Lost in the confusion of the envelope fiasco, the film Moonlight was also snubbed of the recognition that it undoubtedly deserved.
Their moment was overshadowed with an underlying context of the white film (La La Land) taking the moment from the black film (Moonlight). Even though it was a ‘mishap’, the tension was undeniable but we can’t help but be more proud that it wasn’t the other way around.
Black film score: 1
White film score: 1,000,000.
Though the score difference is drastic, this one win is an accomplishment in the right direction for us all.
Many don’t even know that history was made, so let us shed a little light on Moonlight’s achievements.
Moonlight shattered the glass ceiling paving the way for other black films.
This coming-of-age drama about a gay black man growing up in Miami made history by becoming the first all-black cast to win an Academy Award for best picture at the Oscars.
The film’s director Barry Jenkins became the first African American to score nominations for best director, best picture and best-adapted screenplay in the same year!
In his acceptance speech, Barry stated:
"Very clearly, even in my dreams, this could not be true,"…"But to hell with dreams, I'm done with it, 'cause this is true.
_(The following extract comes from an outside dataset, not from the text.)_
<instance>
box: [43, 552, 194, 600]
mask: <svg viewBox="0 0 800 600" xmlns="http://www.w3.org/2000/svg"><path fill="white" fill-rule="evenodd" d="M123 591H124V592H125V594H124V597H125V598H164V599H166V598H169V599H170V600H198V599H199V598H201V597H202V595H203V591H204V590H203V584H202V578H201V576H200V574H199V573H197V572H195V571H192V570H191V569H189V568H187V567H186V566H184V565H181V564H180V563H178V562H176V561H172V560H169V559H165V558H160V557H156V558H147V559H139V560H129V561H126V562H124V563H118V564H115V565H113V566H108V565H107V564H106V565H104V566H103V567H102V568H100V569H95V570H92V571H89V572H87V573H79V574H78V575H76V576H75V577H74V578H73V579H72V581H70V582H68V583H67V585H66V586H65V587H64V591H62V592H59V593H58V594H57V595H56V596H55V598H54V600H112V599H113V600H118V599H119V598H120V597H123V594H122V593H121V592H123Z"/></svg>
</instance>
Oh, my goodness."
According to usatoday.com, for the Academy Awards, a win for Moonlight is a strong and hopeful statement about the future when it comes to inclusion in Hollywood.
This is the first film that included a primarily all black cast that wasn’t about racism, slavery, or the civil rights movie to win such a prestigious award.
It is the first to have a gay protagonist.
Moonlight has broken down barriers that have been held for many years. The message of equal recognition was conveyed just with this win, it doesn't mean diversity in cinema is “fixed,” but it is a strong indicator that the Academy is embracing stories that are used to being ignored.